Miss Collins said there are some members of the House who never wanted to see a bill anyway.
“I think what you’re seeing here is the forces in favor of the status quo protecting their turf, whether it’s in the Congress or in the bureaucracy,” she said.
In the House meeting, some Republican lawmakers said, much of the discussion was directed at Mr. Bush and his urging the House to drop the immigration-security provisions they included in their original bill.
Rep. Dana Rohrabacher, California Republican, said he believes a number of Republicans “held their tongues” during the election over immigration issues, and yesterday was the first forum since the election to talk about the matter.
“It was a very frank discussion,” he said.
On Friday night, Mr. Bush, traveling in Chile, personally called Rep. F. James Sensenbrenner Jr., Wisconsin Republican, to urge him to sign the agreement. He told Mr. Sensenbrenner, chairman of the Judiciary Committee, to drop his insistence on strict national standards to prevent illegal immigrants from obtaining driver’s licenses, said several Republican aides.
Mr. Sensenbrenner said he would, but only if the president would have the senators accept other immigration provisions, such as tighter restrictions on asylum-seekers and faster deportation processes.
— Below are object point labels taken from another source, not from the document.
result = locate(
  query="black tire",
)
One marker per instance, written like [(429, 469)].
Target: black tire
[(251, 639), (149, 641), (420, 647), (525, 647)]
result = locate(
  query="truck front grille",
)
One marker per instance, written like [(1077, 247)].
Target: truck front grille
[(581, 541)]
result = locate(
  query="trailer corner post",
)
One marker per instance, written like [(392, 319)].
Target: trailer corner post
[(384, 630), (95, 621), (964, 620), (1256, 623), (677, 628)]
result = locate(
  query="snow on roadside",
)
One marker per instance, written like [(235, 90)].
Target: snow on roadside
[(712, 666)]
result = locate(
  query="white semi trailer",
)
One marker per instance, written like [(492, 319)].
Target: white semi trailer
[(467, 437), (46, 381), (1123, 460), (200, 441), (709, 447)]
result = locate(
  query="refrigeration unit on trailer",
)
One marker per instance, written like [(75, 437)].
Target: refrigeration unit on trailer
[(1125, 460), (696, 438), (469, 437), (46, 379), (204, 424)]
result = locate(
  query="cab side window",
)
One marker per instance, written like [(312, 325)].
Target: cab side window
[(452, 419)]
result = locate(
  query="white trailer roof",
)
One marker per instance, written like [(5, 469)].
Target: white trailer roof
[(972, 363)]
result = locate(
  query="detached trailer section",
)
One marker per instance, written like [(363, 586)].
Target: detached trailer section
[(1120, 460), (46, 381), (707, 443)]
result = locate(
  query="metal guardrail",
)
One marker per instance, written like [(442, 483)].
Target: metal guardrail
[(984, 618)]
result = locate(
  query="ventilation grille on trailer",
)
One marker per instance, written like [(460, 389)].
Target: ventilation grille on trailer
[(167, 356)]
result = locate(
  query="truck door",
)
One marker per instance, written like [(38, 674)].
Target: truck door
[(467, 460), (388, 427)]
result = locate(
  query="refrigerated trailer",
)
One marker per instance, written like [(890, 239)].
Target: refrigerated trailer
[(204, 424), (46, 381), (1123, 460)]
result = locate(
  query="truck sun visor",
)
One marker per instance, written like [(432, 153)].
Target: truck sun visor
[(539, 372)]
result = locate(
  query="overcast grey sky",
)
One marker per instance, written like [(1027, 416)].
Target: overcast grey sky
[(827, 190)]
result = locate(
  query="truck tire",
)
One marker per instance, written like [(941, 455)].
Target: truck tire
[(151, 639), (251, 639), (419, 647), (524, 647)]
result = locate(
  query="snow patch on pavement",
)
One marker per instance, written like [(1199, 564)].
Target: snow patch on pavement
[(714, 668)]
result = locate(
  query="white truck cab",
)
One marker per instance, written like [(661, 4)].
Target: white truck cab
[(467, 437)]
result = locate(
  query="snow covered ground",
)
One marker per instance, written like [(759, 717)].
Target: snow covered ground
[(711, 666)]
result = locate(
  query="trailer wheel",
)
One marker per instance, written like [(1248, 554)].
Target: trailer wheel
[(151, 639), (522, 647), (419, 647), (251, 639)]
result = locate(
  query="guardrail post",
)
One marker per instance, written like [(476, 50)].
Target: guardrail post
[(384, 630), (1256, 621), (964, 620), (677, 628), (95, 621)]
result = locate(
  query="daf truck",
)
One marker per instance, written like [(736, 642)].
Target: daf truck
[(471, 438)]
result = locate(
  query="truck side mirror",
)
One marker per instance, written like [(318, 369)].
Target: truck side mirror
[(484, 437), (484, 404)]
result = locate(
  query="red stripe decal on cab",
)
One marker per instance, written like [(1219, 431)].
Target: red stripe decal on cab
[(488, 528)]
Senate negotiators had already rejected those once and refused to budge again Friday night, arguing that the immigration language went far beyond what was necessary for the bill.
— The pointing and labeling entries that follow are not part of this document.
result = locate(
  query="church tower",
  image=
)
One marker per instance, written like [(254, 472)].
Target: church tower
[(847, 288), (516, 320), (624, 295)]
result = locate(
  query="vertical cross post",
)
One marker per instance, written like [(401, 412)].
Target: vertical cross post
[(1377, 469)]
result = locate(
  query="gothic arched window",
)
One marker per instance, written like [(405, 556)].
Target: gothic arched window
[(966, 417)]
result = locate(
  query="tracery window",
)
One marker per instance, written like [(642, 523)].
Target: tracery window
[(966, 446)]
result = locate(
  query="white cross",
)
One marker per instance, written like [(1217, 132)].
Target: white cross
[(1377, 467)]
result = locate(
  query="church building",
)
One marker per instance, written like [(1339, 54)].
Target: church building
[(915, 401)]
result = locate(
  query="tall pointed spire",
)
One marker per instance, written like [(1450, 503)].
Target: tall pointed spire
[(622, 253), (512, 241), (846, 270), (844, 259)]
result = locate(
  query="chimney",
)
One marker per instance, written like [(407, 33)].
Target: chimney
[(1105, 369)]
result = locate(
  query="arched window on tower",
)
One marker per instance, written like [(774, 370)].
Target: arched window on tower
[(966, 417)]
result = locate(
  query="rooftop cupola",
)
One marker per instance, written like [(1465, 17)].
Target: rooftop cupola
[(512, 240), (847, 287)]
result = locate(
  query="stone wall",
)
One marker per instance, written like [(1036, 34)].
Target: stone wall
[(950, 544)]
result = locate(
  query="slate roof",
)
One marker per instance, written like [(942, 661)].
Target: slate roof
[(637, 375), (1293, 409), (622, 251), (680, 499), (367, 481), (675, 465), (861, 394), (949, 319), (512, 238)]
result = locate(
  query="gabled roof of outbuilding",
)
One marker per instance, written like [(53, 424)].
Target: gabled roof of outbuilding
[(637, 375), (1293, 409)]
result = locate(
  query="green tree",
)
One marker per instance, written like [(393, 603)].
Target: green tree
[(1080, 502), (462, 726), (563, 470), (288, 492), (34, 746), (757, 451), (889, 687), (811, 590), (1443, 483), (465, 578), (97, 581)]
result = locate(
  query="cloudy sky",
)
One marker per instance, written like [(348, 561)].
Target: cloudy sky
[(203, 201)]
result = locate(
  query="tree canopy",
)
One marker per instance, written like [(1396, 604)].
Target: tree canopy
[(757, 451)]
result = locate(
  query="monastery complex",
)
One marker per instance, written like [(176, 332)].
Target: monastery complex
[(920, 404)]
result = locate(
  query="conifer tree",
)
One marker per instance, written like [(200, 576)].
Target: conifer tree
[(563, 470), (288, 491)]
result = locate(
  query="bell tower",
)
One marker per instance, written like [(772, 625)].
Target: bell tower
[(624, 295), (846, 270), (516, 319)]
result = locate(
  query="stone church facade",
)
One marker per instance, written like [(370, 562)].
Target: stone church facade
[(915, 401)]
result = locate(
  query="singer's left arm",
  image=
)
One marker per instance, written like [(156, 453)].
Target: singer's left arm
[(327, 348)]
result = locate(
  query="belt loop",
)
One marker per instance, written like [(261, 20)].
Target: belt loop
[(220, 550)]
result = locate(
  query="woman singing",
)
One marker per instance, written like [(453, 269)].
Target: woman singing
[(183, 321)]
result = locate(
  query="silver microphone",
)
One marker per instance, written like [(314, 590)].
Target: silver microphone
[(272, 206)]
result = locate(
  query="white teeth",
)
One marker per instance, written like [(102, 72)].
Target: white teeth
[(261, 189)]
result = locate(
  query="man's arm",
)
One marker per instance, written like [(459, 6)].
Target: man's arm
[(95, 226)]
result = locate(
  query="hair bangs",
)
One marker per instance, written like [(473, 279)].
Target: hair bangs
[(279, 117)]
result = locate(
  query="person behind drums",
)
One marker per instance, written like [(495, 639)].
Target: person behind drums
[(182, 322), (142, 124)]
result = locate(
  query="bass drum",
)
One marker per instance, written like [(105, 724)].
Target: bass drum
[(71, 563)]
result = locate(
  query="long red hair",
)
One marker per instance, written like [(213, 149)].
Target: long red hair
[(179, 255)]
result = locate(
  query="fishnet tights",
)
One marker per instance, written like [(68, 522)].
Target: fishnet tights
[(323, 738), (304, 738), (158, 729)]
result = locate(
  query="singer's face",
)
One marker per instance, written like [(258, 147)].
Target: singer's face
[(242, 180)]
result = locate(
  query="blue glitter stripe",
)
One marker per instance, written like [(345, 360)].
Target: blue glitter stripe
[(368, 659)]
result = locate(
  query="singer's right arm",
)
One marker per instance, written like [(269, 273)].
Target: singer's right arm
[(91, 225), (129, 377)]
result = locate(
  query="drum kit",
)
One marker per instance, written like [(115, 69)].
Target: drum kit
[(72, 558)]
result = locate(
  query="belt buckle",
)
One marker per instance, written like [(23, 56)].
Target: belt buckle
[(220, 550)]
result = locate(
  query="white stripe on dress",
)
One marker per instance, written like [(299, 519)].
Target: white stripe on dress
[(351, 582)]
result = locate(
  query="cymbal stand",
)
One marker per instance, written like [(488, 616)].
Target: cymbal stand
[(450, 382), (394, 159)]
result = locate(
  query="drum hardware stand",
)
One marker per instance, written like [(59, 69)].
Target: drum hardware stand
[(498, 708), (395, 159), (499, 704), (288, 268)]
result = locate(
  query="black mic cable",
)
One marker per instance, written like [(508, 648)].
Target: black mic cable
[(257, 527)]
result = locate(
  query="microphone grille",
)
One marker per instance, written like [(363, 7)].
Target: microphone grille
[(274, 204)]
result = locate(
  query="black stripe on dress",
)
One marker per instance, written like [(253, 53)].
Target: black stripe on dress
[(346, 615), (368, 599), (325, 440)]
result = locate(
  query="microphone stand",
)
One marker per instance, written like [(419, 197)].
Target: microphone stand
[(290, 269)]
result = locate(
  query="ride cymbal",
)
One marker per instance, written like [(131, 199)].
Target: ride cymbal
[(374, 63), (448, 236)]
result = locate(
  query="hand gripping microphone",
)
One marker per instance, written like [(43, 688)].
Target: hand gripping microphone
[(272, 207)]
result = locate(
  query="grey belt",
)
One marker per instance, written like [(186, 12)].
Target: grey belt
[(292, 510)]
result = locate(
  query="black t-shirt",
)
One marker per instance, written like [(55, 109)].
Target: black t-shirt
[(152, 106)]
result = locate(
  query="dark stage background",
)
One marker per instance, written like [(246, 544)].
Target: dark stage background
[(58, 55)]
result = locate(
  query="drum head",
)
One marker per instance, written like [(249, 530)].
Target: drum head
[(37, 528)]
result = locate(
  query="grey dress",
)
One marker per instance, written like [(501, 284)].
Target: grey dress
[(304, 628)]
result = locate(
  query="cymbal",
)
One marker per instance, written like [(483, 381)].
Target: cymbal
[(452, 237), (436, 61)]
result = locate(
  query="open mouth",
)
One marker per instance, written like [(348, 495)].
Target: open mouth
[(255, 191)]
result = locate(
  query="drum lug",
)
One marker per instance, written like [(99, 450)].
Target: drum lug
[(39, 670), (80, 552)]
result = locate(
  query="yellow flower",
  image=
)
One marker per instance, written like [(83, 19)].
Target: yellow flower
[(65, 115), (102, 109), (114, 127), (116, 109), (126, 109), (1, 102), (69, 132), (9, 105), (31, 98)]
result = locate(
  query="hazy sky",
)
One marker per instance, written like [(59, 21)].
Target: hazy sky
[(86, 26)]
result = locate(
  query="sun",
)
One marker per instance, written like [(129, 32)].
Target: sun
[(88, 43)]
Mr. Sensenbrenner then refused to sign off and he persuaded fellow House Republicans in yesterday’s meeting to oppose the bill as well.
He said the September 11 commission called for standards for driver’s licenses, because the 19 hijackers in the terrorist attacks obtained 63 validly issued driver’s licenses, and he said that provision must be a part of the final bill.
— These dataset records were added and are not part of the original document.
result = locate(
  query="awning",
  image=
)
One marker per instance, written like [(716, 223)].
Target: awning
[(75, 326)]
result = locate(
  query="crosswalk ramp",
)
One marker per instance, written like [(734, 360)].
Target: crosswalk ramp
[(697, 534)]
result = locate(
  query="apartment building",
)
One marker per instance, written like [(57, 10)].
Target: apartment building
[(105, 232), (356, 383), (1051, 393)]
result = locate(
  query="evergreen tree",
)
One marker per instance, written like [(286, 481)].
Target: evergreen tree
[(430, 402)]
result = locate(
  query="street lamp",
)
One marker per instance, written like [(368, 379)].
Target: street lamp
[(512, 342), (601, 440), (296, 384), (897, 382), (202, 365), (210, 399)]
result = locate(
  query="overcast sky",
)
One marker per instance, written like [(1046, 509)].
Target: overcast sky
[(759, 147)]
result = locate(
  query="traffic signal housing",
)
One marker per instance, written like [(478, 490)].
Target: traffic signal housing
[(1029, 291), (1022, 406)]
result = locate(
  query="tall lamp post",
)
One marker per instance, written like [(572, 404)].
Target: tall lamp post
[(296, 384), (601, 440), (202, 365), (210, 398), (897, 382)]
Rather than a bill to implement all of the commission’s findings, though, Miss Collins said she viewed it only as an overhaul of the intelligence community.
“It’s very likely that Congress is going to turn to immigration reform sometime next year. That is the time for the debate on these highly divisive and controversial provisions,” Miss Collins said. “They do not belong in the intelligence-reform bill.”